We went into marriage counseling. We spent time discussing what I was doing to bring on Larry’s unpredictable fits of rage and periods of sullenness. I knew I wasn’t perfect, but I also knew I wasn’t the problem. I could do something one day, like leaving dirty dishes in the sink, and he’d be understanding. The next day, the same event proved to him I didn’t care about him and was a terrible, inconsiderate wife. And there would be a major scene. Once he threw a pot at me.
Thirteen years after we were married, in 1987, Larry was finally diagnosed as bipolar. Years later, psychiatrists told me that Larry’s behavior was then considered classic manic-depressive behavior. He would have been diagnosed immediately, at this later time. A tremendous amount has been learned about Bipolar Disorder in the last twenty or so years.
In reality, Larry’s bipolar diagnosis and medication regimen wasn’t the ‘cure’ for Larry that Prozac had been for me. Like many other manic-depressives, Larry refused to stay on his meds. The behavior problems recurred when he stopped taking Lithium which happened every year or two.
Now it’s my son’s turn. He clearly had ADHD from his birth in 1980. Except no one in his New York City private schools seemed to know about the problem — or how to deal with it. David was seen as a ‘behavior problem’. He spent a lot of time sitting in the hallway so he wouldn’t disrupt the class.
In 1990, when he was ten, David was diagnosed with ADHD. He was put on Ritalin, the only medication available at the time. It worked very well but had terrible side effects. We had to stop using the drug altogether. There wouldn’t be drugs to help him effectively until he was in his thirties.
The Special Ed departments of his public schools tried to help him deal with his ADHD, but with little success. It was still a new and unchartered illness. It wasn’t till he went to college that he began to learn to control his problems. He went to Landmark College, which is for kids with special needs and disabilities. They actually understood ADHD and helped David.
Landmark gave David tools to cope with his behavior issues. Above all, it gave him confidence and a history of successes instead of endless failures. He learned how to modify his behavior and work around his ADHD. He also learned how to maximize his productivity. This was the beginning of David’s ability to function in school and in life. The medications he has been on for the past four or five years have also helped tremendously.

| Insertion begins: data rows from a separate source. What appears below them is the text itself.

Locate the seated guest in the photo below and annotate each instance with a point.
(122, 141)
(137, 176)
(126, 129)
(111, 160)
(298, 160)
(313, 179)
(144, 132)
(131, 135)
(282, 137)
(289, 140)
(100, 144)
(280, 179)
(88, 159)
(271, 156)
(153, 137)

David is now a successful financial professional. He is in good control of his behavior and is in a wonderful, committed relationship. If he’d had the medication and the skills to deal with his ADHD from kindergarten on, he would have been spared a lot of pain, struggle, failure and ego deflation.
Over all, my family and I were all born decades too soon to be well served by the psychiatric profession. David and I are doing well now, so the story has a happy ending. But it was a tough beginning and middle!